Many in the military, while loyal to ZANU PF, were deeply uncomfortable with the role they played in the presidential re-election campaign of June 2008. And thereafter, Junior officers and soldiers in particular were understandably frustrated over their terms and conditions of service, particularly with regard to the provision of food, equipment, uniforms, and the poor condition of ZDF accommodation. Chiwenga was inclined to be dismissive, saying complaints of this nature were normal and should not be blown out of proportion.
His view seems to be that strong leadership is all that is required to ensure there is no dissent and that it is soldiers' expectations that needed to be kept under control.

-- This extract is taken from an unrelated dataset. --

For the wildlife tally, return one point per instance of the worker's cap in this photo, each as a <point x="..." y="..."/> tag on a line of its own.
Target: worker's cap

Chiwenga has seemed only concerned to protect own position by promoting his favourites and clamping down on elements he does not trust. He is not concerned about addressing the underlying problems. Chiwenga seems to have no appreciation of the resentment that builds up in the lower ranks over the senior ranks' exploitation of their position, not least in the case of the diamonds in Marange, where soldiers have been able to observe the looting first-hand. Even by the senior ranks, he is held largely responsible for the very low morale in the armed forces and the overall decline in standards in all departments of the military is laid firmly at Chiwenga's door.
The mood in the military has become increasingly charged since the Pomona barracks affair in latter part of last year. The incident provoked widespread suspicion at the time that Chiwenga had stage-managed the theft and the subsequent arrests of over one hundred soldiers and officers on suspicion of involvement in the crime. Chiwenga had been arousing growing resentment across the army command by surrounding himself with a cabal of Zezuru officers, some of whom were believed to have assisted him with the theft from Pomona.
Chiwenga genuinely sees himself as a future political leader outside of the armed forces in Zimbabwe. At least until the party congress he was reportedly confident that Mugabe would secure him a senior political position before he left office. This confidence was largely rooted in the knowledge that Mugabe was indebted to him for surviving as president after the 2008 elections - and would be reliant on his services at the next elections. He is however reported to be disappointed that he has not already been given that senior political position. He may find he needs the support of the Armed Forces if his ever to secure his political ambitions - in which case he will have to look after their interests rather better than he has done to date.